The court next found that other courts improperly speculated as to congressional intent despite the fact that there is no actual legislative history to support the conclusion that Congress intended to prohibit balloon payment provisions in chapter 13 plans. Rather, the court found it is just as likely that Congress intended the equal monthly payment requirement to give creditors an assurance of regularity when payments are ongoing, rather than prohibit a final balloon payment. The fact that pre-BAPCPA practice permitted balloon payments further supports the conclusion that Congress did not, by implication, change that practice when it added the equal monthly payment provision to section 1325. In fact, permitting balloon payments within the parameters of a chapter 13 plan furthers the congressional goal of providing debtors flexible means with which to repay debts.
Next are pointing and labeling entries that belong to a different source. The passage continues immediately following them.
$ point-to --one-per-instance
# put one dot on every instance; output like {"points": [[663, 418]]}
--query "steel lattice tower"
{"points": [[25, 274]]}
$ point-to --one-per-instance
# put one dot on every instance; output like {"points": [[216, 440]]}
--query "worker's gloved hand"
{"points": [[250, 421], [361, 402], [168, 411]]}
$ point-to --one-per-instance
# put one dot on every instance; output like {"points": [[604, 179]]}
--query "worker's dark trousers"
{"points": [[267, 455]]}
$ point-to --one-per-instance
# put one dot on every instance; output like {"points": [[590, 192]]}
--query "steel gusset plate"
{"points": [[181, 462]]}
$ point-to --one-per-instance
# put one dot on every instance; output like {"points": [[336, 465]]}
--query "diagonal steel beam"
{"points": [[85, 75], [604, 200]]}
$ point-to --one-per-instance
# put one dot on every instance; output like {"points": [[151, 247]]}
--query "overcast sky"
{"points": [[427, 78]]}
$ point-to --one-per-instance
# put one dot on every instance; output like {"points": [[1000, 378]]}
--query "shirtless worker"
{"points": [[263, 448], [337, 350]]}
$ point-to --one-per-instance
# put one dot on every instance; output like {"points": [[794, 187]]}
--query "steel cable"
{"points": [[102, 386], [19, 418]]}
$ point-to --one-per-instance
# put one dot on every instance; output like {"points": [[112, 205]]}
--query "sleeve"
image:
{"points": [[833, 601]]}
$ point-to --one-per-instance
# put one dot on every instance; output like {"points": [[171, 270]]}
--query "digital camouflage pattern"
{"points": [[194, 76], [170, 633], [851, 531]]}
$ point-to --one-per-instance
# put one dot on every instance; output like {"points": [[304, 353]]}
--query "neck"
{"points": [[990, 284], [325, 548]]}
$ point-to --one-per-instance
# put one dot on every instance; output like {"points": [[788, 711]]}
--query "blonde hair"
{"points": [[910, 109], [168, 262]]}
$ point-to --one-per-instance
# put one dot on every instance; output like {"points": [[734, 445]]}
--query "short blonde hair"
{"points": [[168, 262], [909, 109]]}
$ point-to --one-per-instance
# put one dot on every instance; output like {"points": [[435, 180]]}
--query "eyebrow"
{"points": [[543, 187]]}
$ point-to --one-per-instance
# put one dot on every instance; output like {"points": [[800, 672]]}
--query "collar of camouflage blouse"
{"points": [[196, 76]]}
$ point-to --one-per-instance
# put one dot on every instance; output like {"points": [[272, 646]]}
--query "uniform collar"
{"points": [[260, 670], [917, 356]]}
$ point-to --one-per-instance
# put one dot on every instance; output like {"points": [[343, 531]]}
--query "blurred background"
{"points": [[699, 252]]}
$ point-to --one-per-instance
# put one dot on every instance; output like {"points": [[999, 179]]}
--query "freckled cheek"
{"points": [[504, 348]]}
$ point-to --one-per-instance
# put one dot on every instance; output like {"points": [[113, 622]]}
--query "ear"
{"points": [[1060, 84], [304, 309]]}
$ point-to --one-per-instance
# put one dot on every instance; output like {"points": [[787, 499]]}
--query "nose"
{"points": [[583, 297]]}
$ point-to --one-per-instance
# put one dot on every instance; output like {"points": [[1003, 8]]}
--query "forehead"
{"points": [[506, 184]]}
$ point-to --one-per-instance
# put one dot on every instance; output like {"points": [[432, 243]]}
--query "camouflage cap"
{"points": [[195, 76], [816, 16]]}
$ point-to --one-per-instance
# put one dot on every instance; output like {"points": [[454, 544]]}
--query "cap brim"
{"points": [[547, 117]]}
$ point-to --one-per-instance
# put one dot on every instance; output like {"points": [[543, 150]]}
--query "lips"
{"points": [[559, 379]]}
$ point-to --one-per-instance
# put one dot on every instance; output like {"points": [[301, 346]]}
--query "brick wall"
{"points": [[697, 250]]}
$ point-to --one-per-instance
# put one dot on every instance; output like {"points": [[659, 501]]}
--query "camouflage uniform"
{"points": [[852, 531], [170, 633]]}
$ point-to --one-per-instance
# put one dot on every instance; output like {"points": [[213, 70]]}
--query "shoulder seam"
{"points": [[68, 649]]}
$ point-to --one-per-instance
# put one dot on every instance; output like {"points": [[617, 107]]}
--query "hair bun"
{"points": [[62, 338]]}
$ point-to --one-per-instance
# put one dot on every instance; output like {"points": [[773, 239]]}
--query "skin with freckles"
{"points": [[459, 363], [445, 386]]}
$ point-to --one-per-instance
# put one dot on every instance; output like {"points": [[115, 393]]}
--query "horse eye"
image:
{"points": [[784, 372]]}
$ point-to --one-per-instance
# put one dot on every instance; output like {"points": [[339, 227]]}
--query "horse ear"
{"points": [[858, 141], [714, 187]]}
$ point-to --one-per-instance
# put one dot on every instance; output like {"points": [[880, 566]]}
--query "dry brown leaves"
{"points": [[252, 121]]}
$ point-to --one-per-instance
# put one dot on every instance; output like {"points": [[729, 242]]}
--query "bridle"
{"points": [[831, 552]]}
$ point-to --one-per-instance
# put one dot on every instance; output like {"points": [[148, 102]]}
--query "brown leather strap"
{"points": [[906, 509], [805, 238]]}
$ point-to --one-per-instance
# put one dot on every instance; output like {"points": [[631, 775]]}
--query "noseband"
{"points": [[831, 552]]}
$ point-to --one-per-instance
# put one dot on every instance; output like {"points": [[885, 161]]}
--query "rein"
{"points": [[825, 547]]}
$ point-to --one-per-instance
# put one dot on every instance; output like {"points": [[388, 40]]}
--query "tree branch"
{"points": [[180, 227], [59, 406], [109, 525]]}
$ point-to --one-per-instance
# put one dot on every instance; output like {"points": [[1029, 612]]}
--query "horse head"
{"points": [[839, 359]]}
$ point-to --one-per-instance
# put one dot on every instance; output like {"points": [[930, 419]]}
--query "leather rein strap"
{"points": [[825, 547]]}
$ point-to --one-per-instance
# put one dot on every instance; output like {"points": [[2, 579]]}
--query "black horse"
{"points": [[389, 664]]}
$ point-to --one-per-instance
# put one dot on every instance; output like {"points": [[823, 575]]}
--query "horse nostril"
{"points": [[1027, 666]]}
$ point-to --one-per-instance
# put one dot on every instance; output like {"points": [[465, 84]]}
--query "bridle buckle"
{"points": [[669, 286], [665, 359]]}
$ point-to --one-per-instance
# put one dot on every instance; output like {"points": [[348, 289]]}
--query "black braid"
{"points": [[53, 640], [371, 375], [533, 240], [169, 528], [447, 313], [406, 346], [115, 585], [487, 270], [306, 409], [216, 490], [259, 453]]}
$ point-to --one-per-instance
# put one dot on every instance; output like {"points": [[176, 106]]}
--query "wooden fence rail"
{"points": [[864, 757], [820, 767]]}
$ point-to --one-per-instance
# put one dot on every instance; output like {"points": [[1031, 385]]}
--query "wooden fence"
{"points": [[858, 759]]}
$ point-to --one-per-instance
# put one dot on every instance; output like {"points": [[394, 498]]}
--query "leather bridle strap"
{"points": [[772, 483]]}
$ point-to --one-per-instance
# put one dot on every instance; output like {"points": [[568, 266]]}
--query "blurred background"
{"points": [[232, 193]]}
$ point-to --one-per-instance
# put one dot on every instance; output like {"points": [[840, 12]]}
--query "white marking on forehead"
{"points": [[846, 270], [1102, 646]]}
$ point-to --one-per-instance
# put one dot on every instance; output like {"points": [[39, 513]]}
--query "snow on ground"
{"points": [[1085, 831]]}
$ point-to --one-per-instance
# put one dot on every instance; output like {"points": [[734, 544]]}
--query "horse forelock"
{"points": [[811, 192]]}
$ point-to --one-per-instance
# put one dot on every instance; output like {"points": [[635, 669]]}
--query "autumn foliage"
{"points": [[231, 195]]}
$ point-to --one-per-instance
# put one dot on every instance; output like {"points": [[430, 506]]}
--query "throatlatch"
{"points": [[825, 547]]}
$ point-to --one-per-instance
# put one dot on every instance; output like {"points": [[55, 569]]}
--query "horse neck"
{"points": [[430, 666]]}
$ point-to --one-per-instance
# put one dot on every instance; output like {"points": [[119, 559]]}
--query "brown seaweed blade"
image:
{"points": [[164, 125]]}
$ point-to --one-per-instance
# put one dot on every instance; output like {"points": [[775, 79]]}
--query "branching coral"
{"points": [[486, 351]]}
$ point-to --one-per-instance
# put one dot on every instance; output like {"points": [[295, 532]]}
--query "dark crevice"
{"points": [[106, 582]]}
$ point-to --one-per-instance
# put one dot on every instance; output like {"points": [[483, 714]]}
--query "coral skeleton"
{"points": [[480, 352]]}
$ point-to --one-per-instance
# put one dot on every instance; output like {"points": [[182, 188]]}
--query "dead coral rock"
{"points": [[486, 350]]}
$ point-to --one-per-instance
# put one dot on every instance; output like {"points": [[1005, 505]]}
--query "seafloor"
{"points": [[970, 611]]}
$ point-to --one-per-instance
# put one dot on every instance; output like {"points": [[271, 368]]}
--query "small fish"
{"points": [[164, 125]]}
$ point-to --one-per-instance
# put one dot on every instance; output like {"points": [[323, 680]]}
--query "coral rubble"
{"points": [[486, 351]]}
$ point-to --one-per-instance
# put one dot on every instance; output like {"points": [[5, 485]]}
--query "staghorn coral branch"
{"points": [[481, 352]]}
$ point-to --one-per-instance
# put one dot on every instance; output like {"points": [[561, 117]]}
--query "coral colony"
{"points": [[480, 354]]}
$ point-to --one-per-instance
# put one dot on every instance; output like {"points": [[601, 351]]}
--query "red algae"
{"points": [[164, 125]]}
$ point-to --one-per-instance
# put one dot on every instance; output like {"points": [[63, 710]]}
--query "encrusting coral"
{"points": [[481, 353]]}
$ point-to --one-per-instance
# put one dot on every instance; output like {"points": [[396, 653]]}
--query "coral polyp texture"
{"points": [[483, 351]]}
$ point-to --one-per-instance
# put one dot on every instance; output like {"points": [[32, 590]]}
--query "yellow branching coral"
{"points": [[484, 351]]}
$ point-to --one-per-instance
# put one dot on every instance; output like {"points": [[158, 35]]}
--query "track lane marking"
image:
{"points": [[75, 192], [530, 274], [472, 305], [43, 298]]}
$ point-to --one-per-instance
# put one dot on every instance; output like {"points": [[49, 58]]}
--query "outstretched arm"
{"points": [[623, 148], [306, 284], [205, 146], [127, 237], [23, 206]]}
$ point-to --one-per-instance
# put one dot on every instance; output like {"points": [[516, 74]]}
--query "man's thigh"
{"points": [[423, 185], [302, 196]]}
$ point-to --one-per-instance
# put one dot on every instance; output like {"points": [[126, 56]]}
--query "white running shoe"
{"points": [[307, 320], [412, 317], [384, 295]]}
The court, citing In re Ramirez, No. 13-20891-AJC, 2014 WL 1466212, at *4 (Bankr. S.D. Fla. Apr. 7, 2014); In re Meredith, No. 11-30227, (Bankr. D. Or. 2011); In re Davis, No. 10-39945 (Bankr. D. Or. May 5, 2011), noted that while it may be in the minority, it is not alone in finding that balloon payments harmonize with the Code and with congressional intent.
As to the issue of feasibility, the court was persuaded that there was good chance of success of the plan and that, in any case, there was little risk to the creditor should the plan fail. The residence was over-secured and the debtor agreed to a provision in the plan lifting the automatic stay should he fail to make the required payments.